Le juge impose au demandeur de présenter une proposition de règlement des intérêts pécuniaires et patrimoniaux des époux, on doit regretter que le défendeur ne produise pas sa proposition aussi pour éclairer réellement le juge sur les réclamations des parties au titre de la liquidation à venir.

La proposition de règlement des intérêts pécuniaires doit être faite pas le demandeur à peine d'irrecevabilité dans l'assignation en divorce. Cela peut être toutefois régularisé dans des conclusions ultérieures,
Seul un descriptif sommaire est nécessaire, par ailleurs les intentions du demandeur ne peuvent en aucun cas constituer des prétentions.

LA MISE EN ETAT

Une fois l'assignation reçue par le défendeur, il devra constituer avocat et présenter sous forme de conclusions ses propres demandes sur le principe du divorce et ses conséquences (mesures accessoires).
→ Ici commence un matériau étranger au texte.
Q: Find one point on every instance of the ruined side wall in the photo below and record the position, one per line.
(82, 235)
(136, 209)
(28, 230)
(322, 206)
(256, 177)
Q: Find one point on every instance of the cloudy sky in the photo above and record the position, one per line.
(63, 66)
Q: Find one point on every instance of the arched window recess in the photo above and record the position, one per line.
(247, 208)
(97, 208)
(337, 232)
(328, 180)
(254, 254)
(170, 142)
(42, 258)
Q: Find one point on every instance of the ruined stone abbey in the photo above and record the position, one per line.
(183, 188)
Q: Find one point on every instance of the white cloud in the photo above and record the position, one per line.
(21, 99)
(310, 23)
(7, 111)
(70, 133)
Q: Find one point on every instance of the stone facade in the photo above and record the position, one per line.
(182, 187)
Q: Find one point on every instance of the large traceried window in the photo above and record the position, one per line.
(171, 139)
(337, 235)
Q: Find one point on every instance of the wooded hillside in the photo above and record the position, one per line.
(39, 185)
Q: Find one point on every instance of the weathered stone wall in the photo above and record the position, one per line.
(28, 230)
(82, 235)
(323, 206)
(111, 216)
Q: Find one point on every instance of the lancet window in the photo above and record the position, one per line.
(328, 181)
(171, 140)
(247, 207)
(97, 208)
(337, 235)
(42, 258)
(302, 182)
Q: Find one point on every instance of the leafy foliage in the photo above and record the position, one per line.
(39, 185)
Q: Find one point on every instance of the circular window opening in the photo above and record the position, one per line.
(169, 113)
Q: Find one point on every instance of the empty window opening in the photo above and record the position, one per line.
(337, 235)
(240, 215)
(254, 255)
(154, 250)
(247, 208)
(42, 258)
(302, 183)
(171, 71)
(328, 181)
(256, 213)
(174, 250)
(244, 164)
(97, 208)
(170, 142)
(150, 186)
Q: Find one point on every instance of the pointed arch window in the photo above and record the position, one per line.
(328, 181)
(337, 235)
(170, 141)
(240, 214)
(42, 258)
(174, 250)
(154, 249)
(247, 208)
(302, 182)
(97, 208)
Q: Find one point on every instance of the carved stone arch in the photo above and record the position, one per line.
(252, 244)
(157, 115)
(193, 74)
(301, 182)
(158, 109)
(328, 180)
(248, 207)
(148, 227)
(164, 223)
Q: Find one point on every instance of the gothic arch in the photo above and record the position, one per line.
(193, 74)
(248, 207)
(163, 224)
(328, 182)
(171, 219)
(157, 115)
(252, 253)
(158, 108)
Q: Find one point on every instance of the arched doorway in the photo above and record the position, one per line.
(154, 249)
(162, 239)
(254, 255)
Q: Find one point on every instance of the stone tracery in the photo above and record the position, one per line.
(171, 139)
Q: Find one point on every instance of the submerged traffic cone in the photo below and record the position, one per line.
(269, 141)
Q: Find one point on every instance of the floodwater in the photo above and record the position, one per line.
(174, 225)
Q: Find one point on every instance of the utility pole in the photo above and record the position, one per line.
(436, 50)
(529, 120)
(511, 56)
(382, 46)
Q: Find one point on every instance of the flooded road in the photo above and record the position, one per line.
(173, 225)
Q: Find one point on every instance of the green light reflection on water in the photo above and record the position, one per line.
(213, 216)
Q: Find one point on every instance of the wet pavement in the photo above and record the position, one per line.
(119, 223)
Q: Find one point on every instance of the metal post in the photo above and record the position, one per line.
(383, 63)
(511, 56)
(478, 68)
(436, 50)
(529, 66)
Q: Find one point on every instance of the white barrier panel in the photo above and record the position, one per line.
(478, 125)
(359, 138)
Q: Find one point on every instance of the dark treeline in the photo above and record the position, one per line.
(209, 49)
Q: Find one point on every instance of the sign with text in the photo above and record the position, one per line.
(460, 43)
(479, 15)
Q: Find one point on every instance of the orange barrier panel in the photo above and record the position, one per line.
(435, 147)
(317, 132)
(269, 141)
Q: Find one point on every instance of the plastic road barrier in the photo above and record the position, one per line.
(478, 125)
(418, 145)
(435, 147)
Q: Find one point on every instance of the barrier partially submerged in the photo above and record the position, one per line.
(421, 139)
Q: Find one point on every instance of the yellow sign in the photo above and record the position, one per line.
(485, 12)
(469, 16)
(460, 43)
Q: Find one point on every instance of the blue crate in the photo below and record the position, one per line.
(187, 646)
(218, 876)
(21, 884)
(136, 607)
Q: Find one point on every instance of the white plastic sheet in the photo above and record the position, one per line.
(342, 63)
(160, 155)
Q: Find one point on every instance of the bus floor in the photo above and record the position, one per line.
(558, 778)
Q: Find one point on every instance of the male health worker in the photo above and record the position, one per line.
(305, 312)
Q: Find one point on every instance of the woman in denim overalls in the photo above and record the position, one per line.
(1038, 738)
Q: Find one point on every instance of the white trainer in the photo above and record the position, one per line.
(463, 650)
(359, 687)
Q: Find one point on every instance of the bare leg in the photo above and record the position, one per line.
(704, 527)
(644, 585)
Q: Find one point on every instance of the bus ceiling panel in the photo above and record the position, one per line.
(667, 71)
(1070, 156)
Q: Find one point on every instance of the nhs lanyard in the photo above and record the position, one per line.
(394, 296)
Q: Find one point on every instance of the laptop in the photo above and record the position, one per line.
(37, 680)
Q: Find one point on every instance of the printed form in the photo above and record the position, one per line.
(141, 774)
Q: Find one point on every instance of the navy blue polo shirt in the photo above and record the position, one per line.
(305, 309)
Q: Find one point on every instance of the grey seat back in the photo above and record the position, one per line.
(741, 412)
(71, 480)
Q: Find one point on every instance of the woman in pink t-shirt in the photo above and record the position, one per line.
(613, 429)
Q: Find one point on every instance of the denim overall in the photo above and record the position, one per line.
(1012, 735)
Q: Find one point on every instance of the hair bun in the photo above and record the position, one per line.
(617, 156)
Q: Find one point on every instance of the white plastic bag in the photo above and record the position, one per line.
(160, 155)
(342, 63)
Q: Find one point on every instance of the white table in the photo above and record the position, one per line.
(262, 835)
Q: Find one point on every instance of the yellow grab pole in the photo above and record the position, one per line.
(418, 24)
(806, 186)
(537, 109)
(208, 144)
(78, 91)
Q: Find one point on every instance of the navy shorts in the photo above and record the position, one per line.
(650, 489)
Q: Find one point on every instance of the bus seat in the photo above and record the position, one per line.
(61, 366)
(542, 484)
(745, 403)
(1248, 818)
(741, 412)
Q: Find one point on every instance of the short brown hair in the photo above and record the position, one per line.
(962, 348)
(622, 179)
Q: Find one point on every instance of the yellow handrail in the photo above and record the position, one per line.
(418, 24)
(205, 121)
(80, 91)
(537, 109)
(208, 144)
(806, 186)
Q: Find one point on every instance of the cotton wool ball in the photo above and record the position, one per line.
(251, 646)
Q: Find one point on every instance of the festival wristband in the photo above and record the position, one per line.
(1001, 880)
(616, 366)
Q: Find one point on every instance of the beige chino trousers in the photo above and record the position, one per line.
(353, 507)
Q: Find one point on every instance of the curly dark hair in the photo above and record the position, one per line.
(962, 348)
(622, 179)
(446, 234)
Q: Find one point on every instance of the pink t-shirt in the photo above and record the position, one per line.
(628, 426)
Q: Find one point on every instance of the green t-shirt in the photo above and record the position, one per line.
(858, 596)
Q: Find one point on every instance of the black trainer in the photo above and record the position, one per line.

Une fois que les parties auront effectué leurs échanges de conclusions et de pièces et que l'affaire sera en état d'être jugée, le juge prononcera une ordonnance de clôture et renverra à une date pour la plaider.

Après la plaidoirie, il mettra l'affaire en délibéré et à l'issue de cette période rendra son jugement.
Il sera signifié par voie d'huissier afin de faire courir les voies de recours.

Si le divorce est prononcé, il sera transcrit sur les actes de mariage et de naissance des époux pour être opposable aux tiers.